Visual reasoning is dominated by end-to-end neural networks scaled to
billions of model parameters and training examples. However, even the largest
models struggle with compositional reasoning, generalization, fine-grained
spatial and temporal reasoning, and counting. Visual reasoning with large
language models (LLMs) as controllers can, in principle, address these
limitations by decomposing the task and solving subtasks by orchestrating a set
of (visual) tools. Recently, these models achieved great performance on tasks
such as compositional visual question answering, visual grounding, and video
temporal reasoning. Nevertheless, in their current form, these models heavily
rely on human engineering of in-context examples in the prompt, which are often
dataset- and task-specific and require significant labor by highly skilled
programmers. In this work, we present a framework that mitigates these issues
by introducing spatially and temporally abstract routines and by leveraging a
small number of labeled examples to automatically generate in-context examples,
thereby avoiding human-created in-context examples. On a number of visual
reasoning tasks, we show that our framework leads to consistent gains in
performance, makes LLMs as controllers setup more robust, and removes the need
for human engineering of in-context examples.
Visual Reasoning with Large Language Models
Visual reasoning is a complex task that involves analyzing and understanding visual information to answer questions, make predictions, or solve problems. While end-to-end neural networks have shown remarkable success in this area, they still struggle with certain aspects such as compositional reasoning, generalization, fine-grained spatial and temporal reasoning, and counting.
To address these limitations, researchers have turned to large language models (LLMs) as controllers for visual reasoning. By decomposing the task and using a set of visual tools, LLMs can potentially overcome the challenges faced by traditional neural networks. Recent advancements in this field have seen LLMs achieve impressive performance on tasks like compositional visual question answering, visual grounding, and video temporal reasoning.
However, current LLMs heavily rely on human-engineered in-context examples in the prompt, which are often specific to the dataset and task at hand. This requires significant effort from skilled programmers and limits the scalability of these models. To overcome this challenge, a new framework has been proposed that introduces spatially and temporally abstract routines and leverages a small number of labeled examples to automatically generate in-context examples.
By automating the generation of in-context examples, the need for human engineering is eliminated, making LLMs as controllers more robust and scalable. This framework has shown consistent gains in performance across multiple visual reasoning tasks, highlighting its effectiveness in addressing the limitations of current models.
Multi-disciplinary Nature of the Concepts
The concepts discussed in this article encompass multiple disciplines such as computer vision, natural language processing, and artificial intelligence. Visual reasoning requires understanding both visual information and textual prompts, necessitating the integration of computer vision and natural language processing techniques. The use of large language models as controllers further combines the fields of natural language processing and machine learning.
The framework presented in this work also incorporates elements of automation and algorithmic design, which are fundamental to computer science. By automating the generation of in-context examples, the framework reduces the dependency on human expertise and significantly improves efficiency in developing visual reasoning models.
Furthermore, the framework’s emphasis on addressing the limitations of current models through decomposition of tasks and leveraging spatially and temporally abstract routines highlights the importance of problem-solving strategies, cognitive science, and human-computer interaction. These disciplines play a crucial role in understanding how humans reason visually and designing effective approaches to replicate this process in machines.

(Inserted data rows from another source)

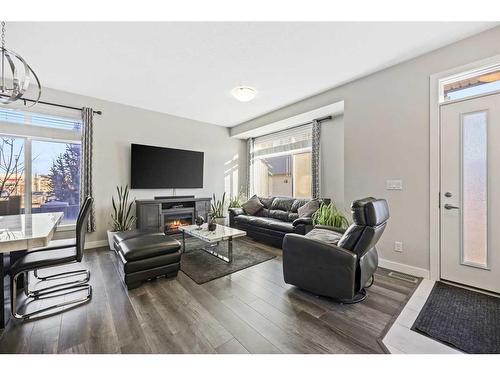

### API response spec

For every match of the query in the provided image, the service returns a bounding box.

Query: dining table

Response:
[0,212,63,329]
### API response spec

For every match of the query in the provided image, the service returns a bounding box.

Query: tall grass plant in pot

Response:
[312,202,349,229]
[210,193,226,225]
[108,185,136,250]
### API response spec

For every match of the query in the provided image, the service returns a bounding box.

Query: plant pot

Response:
[215,217,226,225]
[108,230,118,251]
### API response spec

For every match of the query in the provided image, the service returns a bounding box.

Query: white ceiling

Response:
[6,22,495,126]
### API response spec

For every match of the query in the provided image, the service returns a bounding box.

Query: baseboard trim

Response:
[85,240,108,249]
[378,259,430,279]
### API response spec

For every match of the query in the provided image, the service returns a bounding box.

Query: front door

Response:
[440,94,500,293]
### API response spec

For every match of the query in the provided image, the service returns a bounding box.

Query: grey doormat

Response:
[412,282,500,354]
[181,238,276,284]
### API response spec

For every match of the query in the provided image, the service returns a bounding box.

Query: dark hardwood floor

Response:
[0,240,416,353]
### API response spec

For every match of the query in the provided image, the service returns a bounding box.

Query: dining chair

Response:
[10,197,93,320]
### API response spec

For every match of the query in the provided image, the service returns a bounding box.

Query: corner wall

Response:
[233,27,500,270]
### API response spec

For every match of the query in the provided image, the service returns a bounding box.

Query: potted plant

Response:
[312,202,349,229]
[228,193,246,208]
[210,193,226,225]
[108,185,135,250]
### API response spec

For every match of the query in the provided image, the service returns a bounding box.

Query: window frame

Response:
[438,63,500,105]
[0,107,82,231]
[248,124,312,199]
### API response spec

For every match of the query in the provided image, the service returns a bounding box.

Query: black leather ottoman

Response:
[114,231,181,289]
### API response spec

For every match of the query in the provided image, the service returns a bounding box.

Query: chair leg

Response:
[27,270,90,298]
[10,273,92,321]
[33,270,90,281]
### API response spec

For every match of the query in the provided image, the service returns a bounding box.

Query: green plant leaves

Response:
[313,202,349,228]
[111,185,136,232]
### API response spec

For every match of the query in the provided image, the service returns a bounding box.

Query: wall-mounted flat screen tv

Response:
[130,144,203,189]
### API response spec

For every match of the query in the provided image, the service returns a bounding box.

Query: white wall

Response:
[232,27,500,270]
[37,89,246,242]
[320,115,344,208]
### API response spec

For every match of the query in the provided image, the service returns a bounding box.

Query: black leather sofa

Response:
[283,197,389,303]
[229,197,329,248]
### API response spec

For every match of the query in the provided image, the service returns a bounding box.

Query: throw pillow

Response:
[297,199,319,217]
[241,195,264,215]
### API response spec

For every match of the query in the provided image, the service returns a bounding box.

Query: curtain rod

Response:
[256,115,333,138]
[0,94,102,115]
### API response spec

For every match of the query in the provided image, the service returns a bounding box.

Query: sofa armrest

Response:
[227,207,245,216]
[314,224,346,234]
[283,234,358,298]
[292,217,313,227]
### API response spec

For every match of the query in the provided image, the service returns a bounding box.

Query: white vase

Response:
[215,217,226,225]
[108,230,118,251]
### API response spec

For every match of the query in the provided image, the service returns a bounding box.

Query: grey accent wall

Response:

- Overall, the advancement of visual reasoning with large language models showcases the multi-disciplinary nature of solving complex problems at the intersection of computer vision, natural language processing, machine learning, algorithmic design, cognitive science, and human-computer interaction.

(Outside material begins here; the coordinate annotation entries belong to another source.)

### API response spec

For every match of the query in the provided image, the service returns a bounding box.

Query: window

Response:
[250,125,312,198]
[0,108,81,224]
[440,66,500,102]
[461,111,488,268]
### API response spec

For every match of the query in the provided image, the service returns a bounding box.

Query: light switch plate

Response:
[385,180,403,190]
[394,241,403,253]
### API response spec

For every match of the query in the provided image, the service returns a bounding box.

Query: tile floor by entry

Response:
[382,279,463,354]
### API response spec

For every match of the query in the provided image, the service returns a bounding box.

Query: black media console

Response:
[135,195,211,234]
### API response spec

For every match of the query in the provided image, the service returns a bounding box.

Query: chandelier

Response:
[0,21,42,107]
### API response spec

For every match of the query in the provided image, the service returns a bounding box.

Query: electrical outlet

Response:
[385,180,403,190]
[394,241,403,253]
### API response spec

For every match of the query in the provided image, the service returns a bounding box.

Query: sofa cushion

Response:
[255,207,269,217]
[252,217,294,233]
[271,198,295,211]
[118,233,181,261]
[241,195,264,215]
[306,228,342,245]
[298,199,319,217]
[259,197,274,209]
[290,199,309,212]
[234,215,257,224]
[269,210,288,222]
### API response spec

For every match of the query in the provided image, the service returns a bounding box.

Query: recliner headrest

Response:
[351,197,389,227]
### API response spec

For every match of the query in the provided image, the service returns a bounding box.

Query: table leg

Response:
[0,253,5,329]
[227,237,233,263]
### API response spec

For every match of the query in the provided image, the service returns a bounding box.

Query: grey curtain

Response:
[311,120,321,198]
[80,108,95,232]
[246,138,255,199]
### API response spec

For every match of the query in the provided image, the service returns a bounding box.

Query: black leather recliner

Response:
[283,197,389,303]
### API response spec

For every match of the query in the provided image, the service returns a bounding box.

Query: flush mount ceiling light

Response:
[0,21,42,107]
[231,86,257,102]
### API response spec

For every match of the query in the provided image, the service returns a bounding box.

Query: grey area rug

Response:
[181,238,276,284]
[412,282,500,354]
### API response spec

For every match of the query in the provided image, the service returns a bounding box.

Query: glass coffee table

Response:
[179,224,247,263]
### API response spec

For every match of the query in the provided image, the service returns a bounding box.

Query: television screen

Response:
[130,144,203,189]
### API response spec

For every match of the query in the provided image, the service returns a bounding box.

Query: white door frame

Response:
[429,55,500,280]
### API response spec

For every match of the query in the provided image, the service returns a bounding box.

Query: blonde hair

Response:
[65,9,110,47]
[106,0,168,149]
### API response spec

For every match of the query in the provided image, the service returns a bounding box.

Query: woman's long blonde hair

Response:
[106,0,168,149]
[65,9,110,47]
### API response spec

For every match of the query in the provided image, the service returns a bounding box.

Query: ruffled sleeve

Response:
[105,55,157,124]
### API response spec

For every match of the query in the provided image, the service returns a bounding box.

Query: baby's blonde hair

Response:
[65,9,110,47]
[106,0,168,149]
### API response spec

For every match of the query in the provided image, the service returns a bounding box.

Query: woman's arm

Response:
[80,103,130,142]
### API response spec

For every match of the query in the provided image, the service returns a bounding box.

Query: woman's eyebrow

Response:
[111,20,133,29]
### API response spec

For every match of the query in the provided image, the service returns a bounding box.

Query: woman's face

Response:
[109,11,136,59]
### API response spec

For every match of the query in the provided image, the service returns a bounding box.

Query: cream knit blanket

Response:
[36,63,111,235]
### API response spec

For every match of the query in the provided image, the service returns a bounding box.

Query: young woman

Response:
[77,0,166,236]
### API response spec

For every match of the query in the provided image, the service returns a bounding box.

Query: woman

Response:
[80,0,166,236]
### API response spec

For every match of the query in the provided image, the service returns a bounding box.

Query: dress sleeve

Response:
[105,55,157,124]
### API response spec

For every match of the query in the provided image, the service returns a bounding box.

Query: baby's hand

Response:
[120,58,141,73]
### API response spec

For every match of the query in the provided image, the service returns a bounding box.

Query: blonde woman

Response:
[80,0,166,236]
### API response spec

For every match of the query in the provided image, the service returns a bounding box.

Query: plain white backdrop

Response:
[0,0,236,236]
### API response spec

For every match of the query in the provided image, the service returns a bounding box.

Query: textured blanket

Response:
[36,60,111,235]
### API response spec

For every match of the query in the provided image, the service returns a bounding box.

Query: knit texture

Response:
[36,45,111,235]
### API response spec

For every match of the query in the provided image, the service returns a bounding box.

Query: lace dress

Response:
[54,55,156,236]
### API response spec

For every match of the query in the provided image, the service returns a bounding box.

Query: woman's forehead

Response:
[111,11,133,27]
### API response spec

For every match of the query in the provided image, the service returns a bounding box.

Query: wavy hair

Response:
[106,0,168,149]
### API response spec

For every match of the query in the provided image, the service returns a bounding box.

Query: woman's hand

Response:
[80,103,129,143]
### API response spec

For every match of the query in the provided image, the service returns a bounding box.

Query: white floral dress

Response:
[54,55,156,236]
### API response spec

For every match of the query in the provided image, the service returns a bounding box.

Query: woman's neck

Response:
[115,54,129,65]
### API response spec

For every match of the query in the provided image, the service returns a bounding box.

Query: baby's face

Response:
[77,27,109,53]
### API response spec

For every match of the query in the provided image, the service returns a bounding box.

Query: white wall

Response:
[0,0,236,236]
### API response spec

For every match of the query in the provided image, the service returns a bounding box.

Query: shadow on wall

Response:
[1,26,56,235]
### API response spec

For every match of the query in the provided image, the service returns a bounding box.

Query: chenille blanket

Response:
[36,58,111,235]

- Through continued research and development, we can expect further improvements in the performance, scalability, and applicability of visual reasoning models. The integration of additional domains, such as reinforcement learning or knowledge graphs, may enhance the capabilities of these models and enable them to tackle more challenging tasks.
- This new framework serves as a stepping stone towards more autonomous visual reasoning systems that can generalize across diverse domains and effectively understand and interpret visual information in real-world scenarios.